De plus, la dotation de soutien à l’investissement public local (DSIL) avec 500 millions d’euros sur 5 ans dans le cadre du Grand plan d’investissements finance les projets des collectivités pour "développer des services de transport de proximité durables", notamment les aménagements cyclables.

Sûreté : mieux lutter contre le vol

Pour lutter contre le vol, le recel et la revente illicite des vélos, à partir du 1er janvier 2021, tous les vélos neufs vendus en France auront un numéro d’identification qui permettra lorsque le vélo est retrouvé après un vol de contacter le propriétaire. Cette mesure concernera également les vélos vendus d’occasions vendus par des commerçants à partir du 1er juillet 2021.

Le plan prévoit également de développer les stationnements sécurisés dans les bâtiments et dans l’espace public. En particulier, les gares et pôles d’échanges devront être équipés en stationnement sécurisés à compter du 1er janvier 2024.

Créer un cadre incitatif reconnaissant pleinement l’usage du vélo comme un mode de transport vertueux

Le choix de prendre son vélo pour se rendre au travail, ou accéder à des services et des activités doit devenir une réalité accessible pour de nombreux citoyens. Plusieurs mesures d’incitations fiscales à destination des entreprises doivent y contribuer, les employeurs jouant un rôle clé dans l’usage du vélo.

Pour encourager la pratique du vélo auprès des citoyens, l’État prévoit notamment la création d’un forfait mobilité durable en remplacement de l’indemnité kilométrique vélo (IKV) pour tous les salariés dont la mise en place sera généralisé d’ici 2020, dont le montant pourra atteindre 400 €/an ;

Développer une culture vélo

Plusieurs actions seront mises en place pour faire en sorte que le « réflexe vélo » puisse être adopté naturellement dès le plus jeune âge .

Cela passe principalement par la généralisation du Savoir rouler à vélo. C’est un programme qui propose aux enfants de 6 à 11 ans, de suivre une formation encadrée de 10 heures. A l’horizon 2022, tous les enfants entrant au collège doivent maitriser la pratique du vélo en autonomie dans les conditions réelles de circulation. Ce qui concerne environ 850.000 enfants, pour une classe d’âge.

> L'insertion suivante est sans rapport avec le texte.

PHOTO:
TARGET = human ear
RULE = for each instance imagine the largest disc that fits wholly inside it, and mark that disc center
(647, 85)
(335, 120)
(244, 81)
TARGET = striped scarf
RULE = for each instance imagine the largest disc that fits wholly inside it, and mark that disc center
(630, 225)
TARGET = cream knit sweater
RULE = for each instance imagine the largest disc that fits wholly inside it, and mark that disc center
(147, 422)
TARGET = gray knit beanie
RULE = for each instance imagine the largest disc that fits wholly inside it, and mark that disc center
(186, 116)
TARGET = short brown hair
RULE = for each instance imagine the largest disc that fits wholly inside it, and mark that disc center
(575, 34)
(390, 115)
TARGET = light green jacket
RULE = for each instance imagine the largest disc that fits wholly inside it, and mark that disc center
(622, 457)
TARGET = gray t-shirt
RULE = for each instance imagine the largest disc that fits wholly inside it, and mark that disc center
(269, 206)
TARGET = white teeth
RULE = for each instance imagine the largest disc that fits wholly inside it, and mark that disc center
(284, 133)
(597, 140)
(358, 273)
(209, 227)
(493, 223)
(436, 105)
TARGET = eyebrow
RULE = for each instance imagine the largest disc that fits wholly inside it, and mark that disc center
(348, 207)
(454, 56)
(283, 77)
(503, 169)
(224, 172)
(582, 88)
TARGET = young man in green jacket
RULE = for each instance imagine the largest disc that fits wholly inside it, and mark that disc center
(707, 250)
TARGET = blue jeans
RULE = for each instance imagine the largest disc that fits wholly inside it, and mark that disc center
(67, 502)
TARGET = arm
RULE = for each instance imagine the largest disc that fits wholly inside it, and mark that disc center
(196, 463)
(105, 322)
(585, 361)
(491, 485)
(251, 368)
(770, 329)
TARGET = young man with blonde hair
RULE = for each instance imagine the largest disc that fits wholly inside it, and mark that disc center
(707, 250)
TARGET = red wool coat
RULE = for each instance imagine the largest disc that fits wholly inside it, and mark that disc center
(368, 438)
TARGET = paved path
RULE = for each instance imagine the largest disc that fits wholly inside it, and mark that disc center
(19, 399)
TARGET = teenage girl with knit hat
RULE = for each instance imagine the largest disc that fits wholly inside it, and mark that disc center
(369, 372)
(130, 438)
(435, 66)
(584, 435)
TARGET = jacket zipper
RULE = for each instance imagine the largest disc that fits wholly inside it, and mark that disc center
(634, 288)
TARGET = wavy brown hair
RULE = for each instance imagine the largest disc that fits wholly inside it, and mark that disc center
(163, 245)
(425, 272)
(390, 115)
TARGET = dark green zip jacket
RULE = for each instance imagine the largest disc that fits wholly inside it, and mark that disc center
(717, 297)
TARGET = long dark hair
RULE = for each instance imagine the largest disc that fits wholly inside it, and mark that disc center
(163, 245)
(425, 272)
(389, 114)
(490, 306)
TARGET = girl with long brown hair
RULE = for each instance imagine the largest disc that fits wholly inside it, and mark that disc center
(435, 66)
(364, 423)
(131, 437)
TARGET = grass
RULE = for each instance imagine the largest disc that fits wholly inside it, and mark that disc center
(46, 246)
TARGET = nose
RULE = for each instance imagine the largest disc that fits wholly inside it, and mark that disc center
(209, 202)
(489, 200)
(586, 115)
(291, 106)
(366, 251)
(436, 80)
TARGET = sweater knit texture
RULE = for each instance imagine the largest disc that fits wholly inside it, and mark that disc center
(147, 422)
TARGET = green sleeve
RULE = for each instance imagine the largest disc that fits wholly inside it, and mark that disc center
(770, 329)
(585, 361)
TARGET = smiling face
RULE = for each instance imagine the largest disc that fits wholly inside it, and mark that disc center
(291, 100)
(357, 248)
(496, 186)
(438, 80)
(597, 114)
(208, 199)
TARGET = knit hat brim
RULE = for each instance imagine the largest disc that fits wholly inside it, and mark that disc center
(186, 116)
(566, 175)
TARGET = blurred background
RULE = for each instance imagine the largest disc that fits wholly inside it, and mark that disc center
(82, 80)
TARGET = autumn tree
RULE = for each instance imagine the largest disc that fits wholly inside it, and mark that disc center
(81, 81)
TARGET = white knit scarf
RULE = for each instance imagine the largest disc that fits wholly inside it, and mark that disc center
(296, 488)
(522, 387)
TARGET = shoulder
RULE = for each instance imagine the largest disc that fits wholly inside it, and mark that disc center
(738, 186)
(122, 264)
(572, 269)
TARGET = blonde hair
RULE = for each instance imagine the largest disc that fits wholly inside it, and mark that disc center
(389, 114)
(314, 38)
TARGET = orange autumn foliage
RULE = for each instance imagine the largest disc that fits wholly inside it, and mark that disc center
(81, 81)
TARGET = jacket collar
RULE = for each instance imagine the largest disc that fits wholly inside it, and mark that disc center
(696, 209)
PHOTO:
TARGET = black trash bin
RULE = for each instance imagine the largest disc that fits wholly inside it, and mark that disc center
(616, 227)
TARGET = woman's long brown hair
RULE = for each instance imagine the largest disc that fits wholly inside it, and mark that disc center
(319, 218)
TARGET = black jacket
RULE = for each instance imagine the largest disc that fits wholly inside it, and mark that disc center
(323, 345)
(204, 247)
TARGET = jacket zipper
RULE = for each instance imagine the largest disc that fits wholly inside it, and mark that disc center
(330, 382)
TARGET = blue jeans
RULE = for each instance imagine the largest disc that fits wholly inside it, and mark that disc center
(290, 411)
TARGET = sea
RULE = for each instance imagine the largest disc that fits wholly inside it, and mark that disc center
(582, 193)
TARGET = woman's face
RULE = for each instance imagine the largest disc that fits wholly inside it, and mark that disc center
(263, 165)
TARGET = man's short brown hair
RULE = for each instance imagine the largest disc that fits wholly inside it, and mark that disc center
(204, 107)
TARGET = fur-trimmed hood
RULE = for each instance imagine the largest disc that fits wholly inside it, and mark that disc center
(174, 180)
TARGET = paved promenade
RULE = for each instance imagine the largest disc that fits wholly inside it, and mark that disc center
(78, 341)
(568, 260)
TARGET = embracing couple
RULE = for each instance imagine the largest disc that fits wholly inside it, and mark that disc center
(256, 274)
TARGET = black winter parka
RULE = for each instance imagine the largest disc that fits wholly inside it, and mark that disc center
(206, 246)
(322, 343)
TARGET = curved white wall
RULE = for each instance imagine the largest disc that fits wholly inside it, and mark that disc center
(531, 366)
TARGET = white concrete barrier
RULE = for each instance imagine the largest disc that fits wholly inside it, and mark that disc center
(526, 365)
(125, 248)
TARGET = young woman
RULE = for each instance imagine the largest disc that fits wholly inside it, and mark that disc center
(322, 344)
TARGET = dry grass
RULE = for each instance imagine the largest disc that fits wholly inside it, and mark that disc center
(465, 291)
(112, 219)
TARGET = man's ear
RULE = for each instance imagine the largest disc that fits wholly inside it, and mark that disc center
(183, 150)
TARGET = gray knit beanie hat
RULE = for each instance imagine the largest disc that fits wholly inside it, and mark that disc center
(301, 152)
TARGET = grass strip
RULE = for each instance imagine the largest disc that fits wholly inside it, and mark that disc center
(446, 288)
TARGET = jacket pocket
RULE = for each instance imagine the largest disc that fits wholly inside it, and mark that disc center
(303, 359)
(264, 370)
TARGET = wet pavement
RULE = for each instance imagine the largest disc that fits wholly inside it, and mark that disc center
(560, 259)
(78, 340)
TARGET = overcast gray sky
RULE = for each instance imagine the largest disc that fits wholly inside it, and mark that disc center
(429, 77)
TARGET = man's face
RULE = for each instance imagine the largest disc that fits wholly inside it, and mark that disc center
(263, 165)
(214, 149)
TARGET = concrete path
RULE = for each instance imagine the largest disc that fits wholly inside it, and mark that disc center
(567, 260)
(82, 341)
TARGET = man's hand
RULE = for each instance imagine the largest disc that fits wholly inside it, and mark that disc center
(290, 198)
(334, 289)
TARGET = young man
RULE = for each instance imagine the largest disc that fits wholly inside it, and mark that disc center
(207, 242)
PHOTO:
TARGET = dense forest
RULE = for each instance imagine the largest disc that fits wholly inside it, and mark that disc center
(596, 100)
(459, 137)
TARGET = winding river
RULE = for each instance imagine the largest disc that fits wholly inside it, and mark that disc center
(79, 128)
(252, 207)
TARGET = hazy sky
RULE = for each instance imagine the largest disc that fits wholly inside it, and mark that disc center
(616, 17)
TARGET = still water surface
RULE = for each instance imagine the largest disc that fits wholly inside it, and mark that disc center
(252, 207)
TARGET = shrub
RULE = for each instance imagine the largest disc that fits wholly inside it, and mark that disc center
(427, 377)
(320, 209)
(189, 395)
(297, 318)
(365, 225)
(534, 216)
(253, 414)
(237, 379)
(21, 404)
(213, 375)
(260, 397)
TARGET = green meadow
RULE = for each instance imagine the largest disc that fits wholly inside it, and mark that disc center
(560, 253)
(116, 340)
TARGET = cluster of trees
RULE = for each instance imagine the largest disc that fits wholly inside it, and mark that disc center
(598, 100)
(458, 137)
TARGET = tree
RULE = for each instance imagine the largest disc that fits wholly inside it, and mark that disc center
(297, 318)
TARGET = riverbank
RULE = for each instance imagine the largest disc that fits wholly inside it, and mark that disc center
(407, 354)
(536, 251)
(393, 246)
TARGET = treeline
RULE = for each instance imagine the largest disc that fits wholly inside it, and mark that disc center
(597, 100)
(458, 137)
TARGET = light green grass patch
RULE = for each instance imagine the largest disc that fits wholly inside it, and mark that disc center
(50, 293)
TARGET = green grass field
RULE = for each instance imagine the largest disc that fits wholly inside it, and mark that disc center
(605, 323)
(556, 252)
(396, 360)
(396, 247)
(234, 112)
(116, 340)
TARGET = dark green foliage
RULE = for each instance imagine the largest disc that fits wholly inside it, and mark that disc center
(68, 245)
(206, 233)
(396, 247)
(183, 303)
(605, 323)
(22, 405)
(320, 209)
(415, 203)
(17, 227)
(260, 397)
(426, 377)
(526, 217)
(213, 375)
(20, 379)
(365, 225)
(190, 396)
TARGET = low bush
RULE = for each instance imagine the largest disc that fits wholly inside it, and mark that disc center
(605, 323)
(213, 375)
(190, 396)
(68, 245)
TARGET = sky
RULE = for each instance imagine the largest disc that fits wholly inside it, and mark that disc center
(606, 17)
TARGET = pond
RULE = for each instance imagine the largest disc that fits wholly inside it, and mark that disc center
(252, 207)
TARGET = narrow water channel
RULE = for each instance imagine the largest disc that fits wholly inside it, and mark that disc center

Ce programme multi-partenarial (fédérations sportives, associations d’usagers de la bicyclette, associations de prévention, établissements scolaires voire collectivités locales……), est piloté par le ministère des Sports. Les ministères de l’Education nationale et de la jeunesse, de l’Intérieur et des Transports sont associés à la construction de ce programme et à son déploiement.

Pour plus d'informations

D’autres actions sont prévues au plan vélo et notamment, le déploiement des plans de mobilités scolaires, le développement de l’activité physique pour la santé, et le développement de de l’accessibilité aux fournisseurs de services d’informations des données relatives à la pratique du vélo : réseaux cyclables, vélos en libre-service, etc.

L’Appel à projets Continuités cyclables

Le fonds national de 350 M€ a pour objectif de soutenir, accélérer et amplifier les projets de création d’axes cyclables au sein des collectivités. Il ciblera en partie les discontinuités d’itinéraires et fait l’objet d’un appel à projets annuel.

L’AAP 2019

Le premier appel à projets a été lancé le 13 décembre 2018. Les résultats, avec 275 dossiers déposés par 170 collectivités ou sociétés d’aménagement porteuses de projets, a confirmé l’engagement fort des territoires dans la mise en place d’infrastructure de transports dédiées aux mobilités actives. Les 153 dossiers lauréats de cet appel à projets couvrant 112 territoires ont pu bénéficier d’une aide totale de 43 millions d’euros de subventions, pour la réalisation de projets d’aménagement cyclables variés et utiles comme la création de passerelles, la réhabilitation de ponts ou de tunnels, la sécurisation des franchissements de carrefours complexes.

L’AAP 2020

L’appel à projets 2020 lancé le 20 décembre 2019 se place dans la continuité de cette ambition.

Il est ouvert à tous les maîtres d’ouvrage publics, notamment les collectivités locales (y compris départements) et groupements de collectivités, autorités organisatrices de la mobilité, établissements publics de coopération intercommunale, quelle que soit leur taille, dès lors que le projet s’inscrit dans une politique territoriale de mobilité et un schéma préalablement définis et déjà en cours de réalisation.

L’enveloppe disponible pour cet appel à projets se monte à 50M€.

Les candidats sont invités à déposer leur projet du 1er février au  31 mai 2020 (inclus) sur la plateforme Démarches simplifiées en suivant le lien suivant à partir du 1er février 2020.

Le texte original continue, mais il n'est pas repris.